The first round of negotiations under the Inflation Reduction Act will save Medicare $6 billion in 2026, the Biden administration announced Thursday.
The final prices will be released later today for the first 10 drugs subject to negotiation. In addition to the savings for taxpayers, Biden administration officials estimated that Medicare patients will save $1.5 billion in out-of-pocket costs in 2026.
Over a decade, the Congressional Budget Office has predicted that taxpayers’ savings from the negotiations will total $100 billion, HHS Secretary Xavier Becerra told reporters on a call ahead of the announcement.
All drugmakers participating in negotiations have agreed to the government’s final offer, officials told reporters, closing the book on the first round of a process that several pharmaceutical companies continue to fight in court.
The negotiated prices will take effect in 2026 for Medicare’s drug benefit, which covers about 50 million people, mostly senior citizens.
But it may be hard, at least immediately, to know how much the government saved on a drug-by-drug basis. Medicare’s drug benefit is run by private insurance plans, which negotiate rebates and discounts on their own — what’s known as the net price. While government negotiators took those discounts into account in their talks with drugmakers and they’re included in the $6 billion in savings, the net prices for individual drugs won’t be released. That makes it hard to know exactly how much pharma companies conceded compared to the discounts they were already giving.
“The negotiations were comprehensive. They were intense. It took both sides to reach a good deal,” Becerra told reporters.
Legal battles
Pharmaceutical companies have heavily criticized the negotiation process, likening it to price-setting. Seven companies filed lawsuits, and five of those — from Bristol Myers Squibb, Boehringer Ingelheim, Johnson & Johnson, AstraZeneca and Novo Nordisk — have been rejected in federal courts.

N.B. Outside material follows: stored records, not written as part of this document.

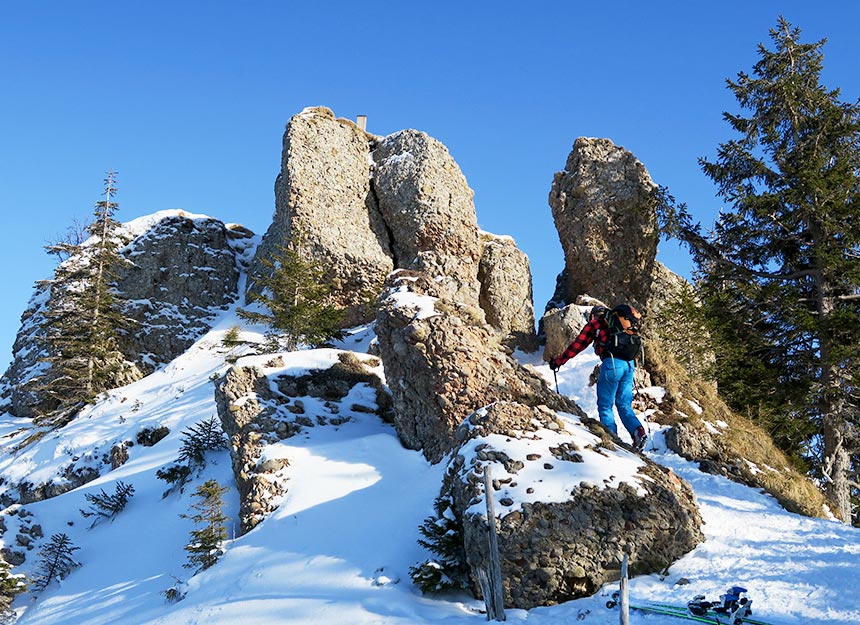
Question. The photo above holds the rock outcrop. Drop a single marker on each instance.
(260, 403)
(361, 205)
(506, 292)
(561, 537)
(606, 219)
(326, 209)
(181, 269)
(442, 363)
(427, 204)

Those companies have all appealed.
Multiple judges determined that participation in the Medicare negotiation program is voluntary, and Connecticut Federal Judge Michael Shea emphasized last month that drugmakers can still pull out of Medicare altogether if they don’t like the terms, even if they’ve already agreed to a negotiated price.

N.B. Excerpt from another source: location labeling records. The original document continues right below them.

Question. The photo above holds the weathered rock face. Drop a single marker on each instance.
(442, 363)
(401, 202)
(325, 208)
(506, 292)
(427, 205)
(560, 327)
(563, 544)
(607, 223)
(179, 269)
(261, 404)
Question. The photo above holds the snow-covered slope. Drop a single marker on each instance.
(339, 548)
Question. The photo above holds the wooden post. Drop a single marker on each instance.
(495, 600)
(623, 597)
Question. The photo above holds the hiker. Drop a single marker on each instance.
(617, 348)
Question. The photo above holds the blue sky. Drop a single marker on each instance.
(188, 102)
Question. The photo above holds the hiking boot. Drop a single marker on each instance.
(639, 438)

“We showed that major progress can be made for the American people when we work together to take on special interests, even as Big Pharma continues to go to court to try to block lower prices for consumers,” President Joe Biden said in a statement on Thursday.
While drugmakers have not directly commented on the negotiated prices, many said during earnings calls in recent weeks that they’ve seen the government offers and factored the results into financial guidance.
“Now that we have seen the final price, we’re increasingly confident in our ability to navigate the impact of IRA on Eliquis,” Bristol Myers CEO Chris Boerner said on the company’s earnings call last month, referring to the company’s blockbuster blood thinner.
AstraZeneca’s biopharma business unit head Ruud Dobber likewise said last month that “even with modeling that impact, we still expect to deliver on our long-term outlook.”
ATI Advisory’s Anna Kaltenboeck, who co-authored the IRA’s drug-negotiation section, told Endpoints News ahead of the announcement that she expects negotiated prices will be “at or below” current net prices, or what a manufacturer actually receives after rebates and discounts.